Kirshenblatt-Gimblett complemented her lecture, which coincided with the 75th anniversary of Kristallnacht, with a slideshow and a video that she narrated. It took viewers on a virtual tour of the 43,000-square-foot museum, highlighting its unique architecture and the core exhibition.

She explained how they reconstructed the painted ceiling of a 17th-century wooden synagogue that once stood in Gwozdziec, before the Germans destroyed it.

 “We took historical documentation from before World War I, photographs, renderings… and we proceeded to use traditional tools, materials and techniques… and through a series of painting workshops, [an international team of students, historians, architects and artists] painted all the panels of the wooden ceiling.”

The result is a ceiling where every square inch is painted and is reminiscent of the Sistine Chapel.

Kirshenblatt-Gimblett, who urged her audience to come to Poland to experience the museum first hand, said, “Only in Poland could this museum have the power and impact that we hope it will have.
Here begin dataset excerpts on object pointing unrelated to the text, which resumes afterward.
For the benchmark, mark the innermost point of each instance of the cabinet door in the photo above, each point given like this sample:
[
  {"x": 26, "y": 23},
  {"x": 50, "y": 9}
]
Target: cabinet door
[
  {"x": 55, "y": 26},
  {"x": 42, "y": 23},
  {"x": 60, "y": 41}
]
We believe the void created by the Holocaust will be felt even more deeply [in Poland], the sense of the magnitude of what was lost, the lives that were lost, the world that was lost.”

In spite of the tremendous loss of three million Polish Jews during the Holocaust, she insisted that Jews are still an integral part of Poland.

“They are not only in Poland, but of Poland. The history of Poland is not complete without a history of Polish Jews, and Polish Jews are not a footnote in Polish history.”

Before Kirshenblatt-Gimblett took to the podium, five Holocaust survivors – Yael Spier Cohen, Martin Maxwell, Alexander Eisen, Miriam Rosenthal and Joseph Gottdenker – took part in a candlelighting ceremony. Peter Jassem, who only learned of his father’s Jewish roots later in life and has since assumed a position as the Polish Jewish Heritage Foundation chair, also lit a candle in honour of the victims of the Holocaust.

Germany’s consul general, Walter Stechel, addressed the gathering about the events leading up to Adolf Hitler’s rise to power and the subsequent systematic persecution of Europe’s Jewish population.

He said the anniversary of Kristallnacht is a reminder that Germany’s history “carries the burden of guilt, but since [the fall of the Berlin Wall in] 1989, we can perhaps hope that this date might one day stand not only for guilt and atonement, but also for redemption, because how can we live without hope for redemption, and what would be the value of redemption without the weight of memory?”  

Since the fall of communism, Kirshenblatt-Gimblett said, there has been a revival of Jewish life in Poland, and she hopes the museum will contribute to that renewal.

“Generally, Holocaust memorials begin with hate and end with genocide. But the Museum of the History of Polish Jews… begins with a revival of Jews coming from the West, settling in Poland, taking the history all the way to the present. There is a Jewish community in Poland. It is small, but there is a renewal of Jewish life on a small scale. I believe that the museum is going to play an important role in the renewal of Jewish life.”